How interesting. It's been a long time since I was a subscriber to one of the myFICO products. But I figured that they supplied their customers with the basic factors on their reports: total utilization, AAoA, Age of Oldest Account, etc.
myFICO doesn't give you a summary page that tells you what your AAoA is? Most other credit monitoring services do that.
If you have not signed up with credit.com, you can get your AAoA there. It's free and based on Experian data. Karma gives you your AAoA but their summary page uses a bad calculator (one that ignores closed accounts) so definitely don't rely on what Karma says about age.
I just found it, but it's buried.
Log in, and hit Scores in the menu. In the FICO 8 Score Ingredients box, hit "Length of Credit History." At that point, you'll be able to see your average account age in months for each report.
In the Report section, you don't get the account age, but you do get the date the accunt was opened. You can figure out the age of each individual account from that.
The calcualtions I did last night were two months off, but I know where those two months came from. One month was because the report is almost a month old. The other came from giving myself credit for a month that FICO hasn't counted yet. When my report updates later this week, I'll re-calculate so my method matches the numbers that myFICO provides. That'll allow me to have more accurate numbers if I want to know how my AAoA might change if something is added or dropped.

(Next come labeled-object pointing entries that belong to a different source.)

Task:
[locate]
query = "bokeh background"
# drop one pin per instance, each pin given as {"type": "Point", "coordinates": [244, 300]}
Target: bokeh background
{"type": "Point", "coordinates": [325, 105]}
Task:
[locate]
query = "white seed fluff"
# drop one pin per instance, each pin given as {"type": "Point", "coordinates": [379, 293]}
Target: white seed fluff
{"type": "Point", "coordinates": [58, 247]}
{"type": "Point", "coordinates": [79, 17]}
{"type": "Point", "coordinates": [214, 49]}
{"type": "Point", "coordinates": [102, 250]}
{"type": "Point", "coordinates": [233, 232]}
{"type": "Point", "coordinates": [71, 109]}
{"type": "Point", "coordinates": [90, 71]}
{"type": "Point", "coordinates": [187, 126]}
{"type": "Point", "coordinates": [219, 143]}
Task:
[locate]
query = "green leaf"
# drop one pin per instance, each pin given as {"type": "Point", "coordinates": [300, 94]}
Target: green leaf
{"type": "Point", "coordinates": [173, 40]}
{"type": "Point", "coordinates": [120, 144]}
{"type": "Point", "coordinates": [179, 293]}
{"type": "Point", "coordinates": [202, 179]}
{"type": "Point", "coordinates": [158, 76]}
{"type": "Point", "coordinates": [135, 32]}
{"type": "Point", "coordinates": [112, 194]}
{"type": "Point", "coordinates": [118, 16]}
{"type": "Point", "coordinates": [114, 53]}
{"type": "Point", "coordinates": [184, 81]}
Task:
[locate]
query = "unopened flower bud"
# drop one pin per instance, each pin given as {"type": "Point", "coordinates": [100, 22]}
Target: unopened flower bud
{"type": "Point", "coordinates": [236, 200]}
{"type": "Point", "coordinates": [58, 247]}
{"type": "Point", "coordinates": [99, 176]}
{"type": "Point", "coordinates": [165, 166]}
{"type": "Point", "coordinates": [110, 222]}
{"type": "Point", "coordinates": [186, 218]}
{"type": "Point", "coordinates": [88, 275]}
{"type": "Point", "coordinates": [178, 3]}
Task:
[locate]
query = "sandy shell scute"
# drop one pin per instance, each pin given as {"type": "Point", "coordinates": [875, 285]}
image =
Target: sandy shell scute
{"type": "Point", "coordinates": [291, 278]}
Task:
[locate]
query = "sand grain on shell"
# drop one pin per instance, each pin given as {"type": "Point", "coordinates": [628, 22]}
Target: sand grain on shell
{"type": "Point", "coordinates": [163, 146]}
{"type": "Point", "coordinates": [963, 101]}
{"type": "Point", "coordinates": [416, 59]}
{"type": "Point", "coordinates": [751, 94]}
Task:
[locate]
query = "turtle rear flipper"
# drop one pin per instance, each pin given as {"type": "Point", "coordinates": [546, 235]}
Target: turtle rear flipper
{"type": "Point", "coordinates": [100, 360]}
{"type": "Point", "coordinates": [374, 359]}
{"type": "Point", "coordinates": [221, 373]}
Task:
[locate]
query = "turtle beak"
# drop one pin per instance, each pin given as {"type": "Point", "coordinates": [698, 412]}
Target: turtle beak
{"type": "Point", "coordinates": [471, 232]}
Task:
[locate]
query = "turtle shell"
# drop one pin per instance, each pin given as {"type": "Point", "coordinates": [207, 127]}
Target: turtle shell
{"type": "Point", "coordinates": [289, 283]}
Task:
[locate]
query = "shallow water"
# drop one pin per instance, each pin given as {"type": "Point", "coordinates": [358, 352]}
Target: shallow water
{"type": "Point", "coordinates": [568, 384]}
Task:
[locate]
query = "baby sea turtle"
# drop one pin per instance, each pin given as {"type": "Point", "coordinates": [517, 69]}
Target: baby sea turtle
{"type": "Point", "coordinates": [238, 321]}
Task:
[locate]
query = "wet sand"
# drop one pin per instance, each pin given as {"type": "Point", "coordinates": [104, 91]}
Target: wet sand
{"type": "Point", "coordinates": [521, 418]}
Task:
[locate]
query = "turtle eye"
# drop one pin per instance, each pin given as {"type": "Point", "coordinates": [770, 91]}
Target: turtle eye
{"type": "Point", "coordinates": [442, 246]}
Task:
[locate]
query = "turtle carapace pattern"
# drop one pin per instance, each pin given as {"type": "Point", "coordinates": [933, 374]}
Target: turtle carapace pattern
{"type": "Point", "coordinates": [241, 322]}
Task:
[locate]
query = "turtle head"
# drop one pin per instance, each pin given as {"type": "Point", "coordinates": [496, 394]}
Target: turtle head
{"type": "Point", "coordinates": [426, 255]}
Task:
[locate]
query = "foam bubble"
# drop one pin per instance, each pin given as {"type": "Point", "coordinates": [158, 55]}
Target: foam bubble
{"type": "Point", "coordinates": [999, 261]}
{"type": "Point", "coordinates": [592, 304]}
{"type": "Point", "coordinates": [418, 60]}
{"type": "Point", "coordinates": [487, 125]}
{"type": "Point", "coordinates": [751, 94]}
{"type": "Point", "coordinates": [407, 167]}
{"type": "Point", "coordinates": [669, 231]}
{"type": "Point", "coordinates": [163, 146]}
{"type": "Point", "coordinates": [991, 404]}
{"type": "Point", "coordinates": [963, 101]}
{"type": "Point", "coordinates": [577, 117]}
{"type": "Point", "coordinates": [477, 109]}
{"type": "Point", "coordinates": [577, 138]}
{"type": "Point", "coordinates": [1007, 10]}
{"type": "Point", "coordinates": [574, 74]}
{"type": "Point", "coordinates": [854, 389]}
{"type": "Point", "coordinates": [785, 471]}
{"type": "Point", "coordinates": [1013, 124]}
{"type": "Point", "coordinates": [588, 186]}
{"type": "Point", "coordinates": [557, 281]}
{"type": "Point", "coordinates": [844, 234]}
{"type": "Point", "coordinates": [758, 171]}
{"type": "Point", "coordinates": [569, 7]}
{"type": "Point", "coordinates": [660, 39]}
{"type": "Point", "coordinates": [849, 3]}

I have both Credit Karma and Credit.com. I did the calculations a few weeks ago and was able to match Karma's. I haven't tried it with Credit.com data.
I am very surprised to hear that your calculations matched Karma's. Karma's AAoA calculator ignores closed accounts, which is not how FICO works (or even Vantage). The only way your AAoA should be the same as Karma's is if (by chance) your closed accounts just happen to have the same average age as your open accounts.
I matched Karma's calculation by trial and error. It took a couple of different calculations to work. Since FICO is the more important score, I probably won't fiddle with account ages on Karma anymore.
It's probably good for people to figure that trial and error is likely to be part of the process when doing this for the first time. Whether it's VantageScore or FICO account ages, it's easy to be off by a month or so the first time you try to do it. Trying to match a fresh report will likely simplify things too.
Knowing ahead of time that FICO counts closed accounts and VantageScore doesn't will circumvent a bit of confusion too.
@HeavenOhio wrote:
Knowing ahead of time that FICO counts closed accounts and VantageScore doesn't will circumvent a bit of confusion too.
Actually Vantage 3.0 also counts closed accounts. It's just that the "summary" software on Karma's front end is extremely old -- so old that it does not even accurately reflect what its own scoring algorithm does. Credit.com also uses Vantage but it correctly counts closed accounts in its summary page. Because my three bureaus are identical for age-related factors, I sign on to Credit.com if I want to know what my AAoA is.